Kronologi Penembakan di Kediaman Rihanna
Pihak Kepolisian Los Angeles (LAPD) segera tiba di lokasi sekitar pukul 13.21 waktu setempat. Berdasarkan laporan, pelaku yang berusia 30 tahun langsung ditangkap oleh petugas. Tersangka diduga menembak berkali-kali dari dalam mobil Tesla berwarna putih.

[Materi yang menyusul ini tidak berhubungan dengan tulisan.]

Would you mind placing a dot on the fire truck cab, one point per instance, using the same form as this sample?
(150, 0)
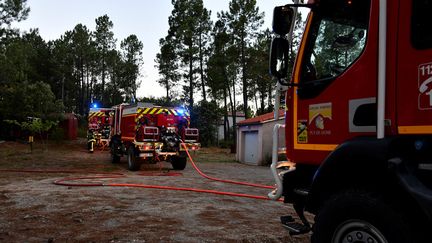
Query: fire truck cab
(148, 133)
(358, 120)
(99, 127)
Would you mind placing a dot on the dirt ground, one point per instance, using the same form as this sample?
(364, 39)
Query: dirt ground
(33, 209)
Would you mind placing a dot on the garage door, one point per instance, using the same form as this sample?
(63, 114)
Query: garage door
(251, 147)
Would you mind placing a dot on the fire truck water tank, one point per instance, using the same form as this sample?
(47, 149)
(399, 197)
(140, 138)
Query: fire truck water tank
(70, 126)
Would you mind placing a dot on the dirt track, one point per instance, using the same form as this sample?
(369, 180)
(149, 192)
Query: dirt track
(33, 209)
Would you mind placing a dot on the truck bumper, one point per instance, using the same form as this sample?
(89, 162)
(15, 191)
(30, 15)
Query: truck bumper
(190, 146)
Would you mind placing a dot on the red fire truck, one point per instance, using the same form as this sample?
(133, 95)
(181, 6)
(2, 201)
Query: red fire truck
(148, 133)
(358, 120)
(99, 126)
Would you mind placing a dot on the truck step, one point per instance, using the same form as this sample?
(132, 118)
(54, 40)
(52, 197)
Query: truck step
(295, 228)
(302, 191)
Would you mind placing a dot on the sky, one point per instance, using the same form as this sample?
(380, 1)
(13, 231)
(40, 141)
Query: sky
(148, 19)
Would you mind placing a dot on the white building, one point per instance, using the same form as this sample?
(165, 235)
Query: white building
(239, 117)
(255, 138)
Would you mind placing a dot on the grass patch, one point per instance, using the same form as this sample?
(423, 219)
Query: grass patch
(213, 155)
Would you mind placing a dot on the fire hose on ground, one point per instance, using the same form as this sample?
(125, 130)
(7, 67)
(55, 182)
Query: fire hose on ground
(71, 181)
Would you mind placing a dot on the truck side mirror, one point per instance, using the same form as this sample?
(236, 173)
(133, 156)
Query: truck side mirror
(279, 58)
(282, 19)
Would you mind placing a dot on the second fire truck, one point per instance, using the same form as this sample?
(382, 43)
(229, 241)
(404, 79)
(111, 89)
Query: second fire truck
(146, 133)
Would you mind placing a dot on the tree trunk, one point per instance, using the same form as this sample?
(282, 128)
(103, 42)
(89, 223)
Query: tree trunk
(103, 76)
(226, 122)
(202, 68)
(234, 114)
(243, 64)
(191, 101)
(167, 88)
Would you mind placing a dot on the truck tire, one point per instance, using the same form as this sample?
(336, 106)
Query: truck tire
(114, 157)
(178, 163)
(114, 145)
(133, 164)
(359, 217)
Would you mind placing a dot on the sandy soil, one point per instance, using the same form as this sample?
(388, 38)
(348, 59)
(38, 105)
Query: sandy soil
(33, 209)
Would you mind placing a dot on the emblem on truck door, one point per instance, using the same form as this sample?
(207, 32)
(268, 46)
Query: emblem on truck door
(425, 86)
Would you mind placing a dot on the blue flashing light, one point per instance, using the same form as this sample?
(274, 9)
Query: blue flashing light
(180, 111)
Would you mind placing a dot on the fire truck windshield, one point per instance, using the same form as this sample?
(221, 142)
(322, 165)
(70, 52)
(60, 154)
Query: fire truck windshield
(336, 38)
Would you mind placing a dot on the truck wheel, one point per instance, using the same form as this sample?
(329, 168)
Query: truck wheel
(358, 217)
(133, 164)
(114, 157)
(90, 147)
(178, 163)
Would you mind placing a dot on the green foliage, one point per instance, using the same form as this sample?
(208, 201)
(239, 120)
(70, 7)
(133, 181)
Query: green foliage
(244, 20)
(226, 143)
(132, 56)
(188, 38)
(11, 11)
(204, 116)
(34, 125)
(20, 101)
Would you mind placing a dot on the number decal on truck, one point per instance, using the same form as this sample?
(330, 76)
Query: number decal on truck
(425, 86)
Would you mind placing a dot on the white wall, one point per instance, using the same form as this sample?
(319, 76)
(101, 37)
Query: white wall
(265, 143)
(220, 134)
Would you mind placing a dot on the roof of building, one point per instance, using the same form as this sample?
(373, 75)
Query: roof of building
(260, 119)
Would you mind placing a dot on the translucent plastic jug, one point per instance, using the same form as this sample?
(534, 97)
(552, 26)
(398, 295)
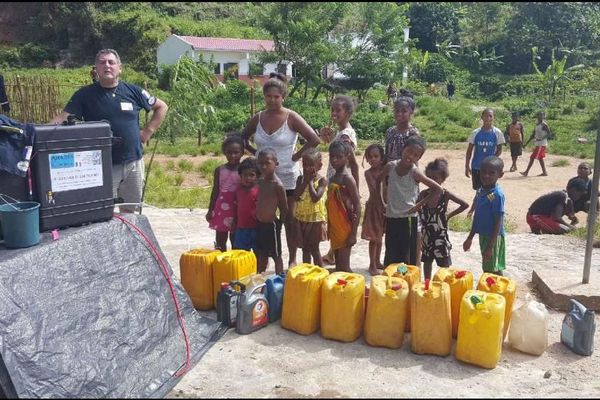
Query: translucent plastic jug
(195, 269)
(501, 285)
(342, 306)
(578, 329)
(480, 330)
(529, 327)
(301, 310)
(275, 285)
(430, 313)
(252, 310)
(411, 274)
(386, 312)
(459, 281)
(232, 265)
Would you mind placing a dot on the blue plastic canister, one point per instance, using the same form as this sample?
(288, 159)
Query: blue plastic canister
(578, 329)
(20, 224)
(275, 285)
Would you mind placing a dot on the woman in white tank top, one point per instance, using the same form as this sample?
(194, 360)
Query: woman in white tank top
(278, 127)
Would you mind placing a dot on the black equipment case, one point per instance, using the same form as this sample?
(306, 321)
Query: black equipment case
(72, 174)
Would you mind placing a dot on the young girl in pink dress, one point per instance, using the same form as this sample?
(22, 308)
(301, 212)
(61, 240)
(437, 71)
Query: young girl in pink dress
(221, 208)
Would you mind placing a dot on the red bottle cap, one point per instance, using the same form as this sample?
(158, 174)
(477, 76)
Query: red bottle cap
(459, 274)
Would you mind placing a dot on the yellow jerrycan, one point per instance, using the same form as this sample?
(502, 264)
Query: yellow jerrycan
(431, 330)
(500, 285)
(301, 311)
(459, 281)
(411, 274)
(342, 306)
(479, 339)
(195, 269)
(232, 265)
(386, 312)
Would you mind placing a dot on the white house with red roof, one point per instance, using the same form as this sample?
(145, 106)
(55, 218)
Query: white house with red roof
(235, 55)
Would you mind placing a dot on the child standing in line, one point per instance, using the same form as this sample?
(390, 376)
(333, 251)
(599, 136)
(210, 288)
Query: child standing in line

Aksi nekat ini terekam dalam audio transmisi radio pihak kepolisian. Rekaman tersebut menyebutkan ada sekitar sepuluh tembakan dari seberang jalan. Setelah beraksi, pelaku langsung memacu kendaraannya ke arah selatan Coldwater Canyon Drive. Tragisnya, salah satu peluru di laporkan berhasil menembus dinding rumah bintang asal Barbados itu.
Kondisi Terkini Rihanna dan Keluarga
Rihanna sedang berada di dalam rumah saat insiden horor tersebut terjadi. Namun, keberadaan A$AP Rocky dan ketiga anak mereka belum dapat di pastikan sepenuhnya. Beruntung, pihak berwenang mengonfirmasi bahwa tidak ada korban jiwa dalam serangan ini.
Juru bicara LAPD memberikan pernyataan resmi terkait kondisi di lokasi kejadian. Ia menegaskan keamanan para penghuni rumah pasca-insiden tersebut.
“Tidak ada cedera yang dilaporkan dalam insiden tersebut,” ujar Jonathan de Vera kepada media.
Hingga saat ini, polisi masih menyelidiki motif di balik serangan misterius ini. Pihak perwakilan Rihanna juga belum memberikan keterangan tambahan kepada publik. Kejadian ini tentu menambah daftar panjang tantangan keamanan bagi sang diva dunia.